Jim, who’s a liberal, also wondered whether I let any “real liberals” on my staff.

Well, Jim, I don’t know, since I never ask my staff members to declare their political persuasion. There might be some liberals on the staff, for all I know. I know there’s at least one editor who uses items made out of hemp because it’s more environmentally friendly than polyester, and has a purse that says “Power To The Peaceful.” She probably is a liberal, but she also thinks taxes in New Jersey are way too high, so maybe she’s a conservative who thinks green.

Fact is, you can’t often put newspaper people, or columnists — at least the good ones — in a convenient philosophical box. Most of us can have some liberal ideas, and some conservative ones at the same time without our heads exploding.

I don’t think people like Jim can do that. They live in convenient philosophical boxes and they don’t like people who sometimes think outside their box because it jangles their brainpans.

I do know that people like that make rotten columnists. They’re boring, and predictable (think Rush Limbaugh). They also seldom have a sense of humor. I’ve suggested that Republicans lack one of those, but there seem to be a lot of Democrats out there who got shortchanged in that department as well.

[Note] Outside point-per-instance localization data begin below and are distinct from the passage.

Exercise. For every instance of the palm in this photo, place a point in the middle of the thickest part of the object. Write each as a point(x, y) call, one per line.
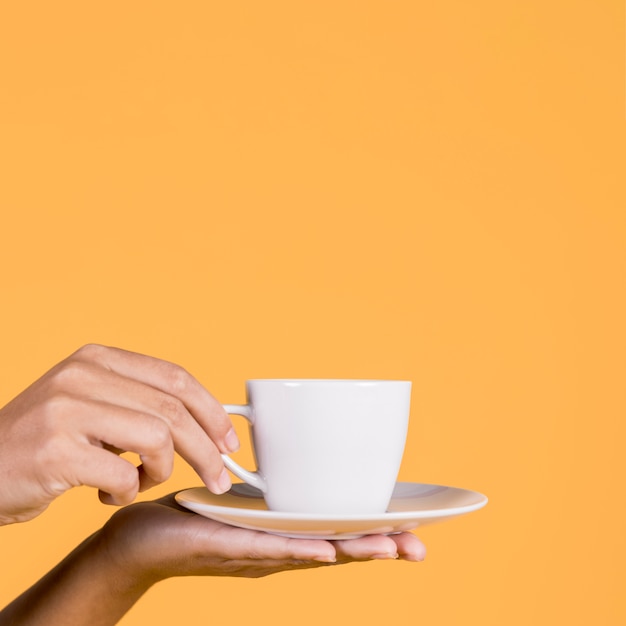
point(161, 539)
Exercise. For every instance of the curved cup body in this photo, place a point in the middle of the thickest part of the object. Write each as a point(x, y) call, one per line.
point(325, 446)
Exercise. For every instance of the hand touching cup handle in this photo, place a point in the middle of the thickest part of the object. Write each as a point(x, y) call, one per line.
point(68, 428)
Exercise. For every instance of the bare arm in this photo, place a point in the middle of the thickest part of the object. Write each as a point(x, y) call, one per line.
point(148, 542)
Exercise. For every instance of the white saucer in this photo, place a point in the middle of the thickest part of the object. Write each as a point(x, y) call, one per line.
point(412, 505)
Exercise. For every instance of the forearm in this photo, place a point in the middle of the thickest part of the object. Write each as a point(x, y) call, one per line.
point(86, 588)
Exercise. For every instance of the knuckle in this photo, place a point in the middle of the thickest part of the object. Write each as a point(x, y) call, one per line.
point(56, 411)
point(90, 352)
point(125, 479)
point(159, 437)
point(172, 409)
point(178, 379)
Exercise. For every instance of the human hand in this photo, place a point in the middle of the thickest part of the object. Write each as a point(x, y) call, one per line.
point(69, 427)
point(99, 581)
point(151, 541)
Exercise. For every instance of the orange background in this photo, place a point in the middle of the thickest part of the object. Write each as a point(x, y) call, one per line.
point(429, 191)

In other words, take a chill pill, Jim. A lot of readers tell us they like our lighthearted, friendly correspondence, so we’ll keep on keeping on — one ignorant, formulaic, milquetoasty pseudo-riposte after another. If you want predictable, party-line liberalism, maybe you’d be happier reading Maureen Dowd. Or maybe (if anyone would print it), you could write your own column, so Dave and I can send you snarky comments for a change.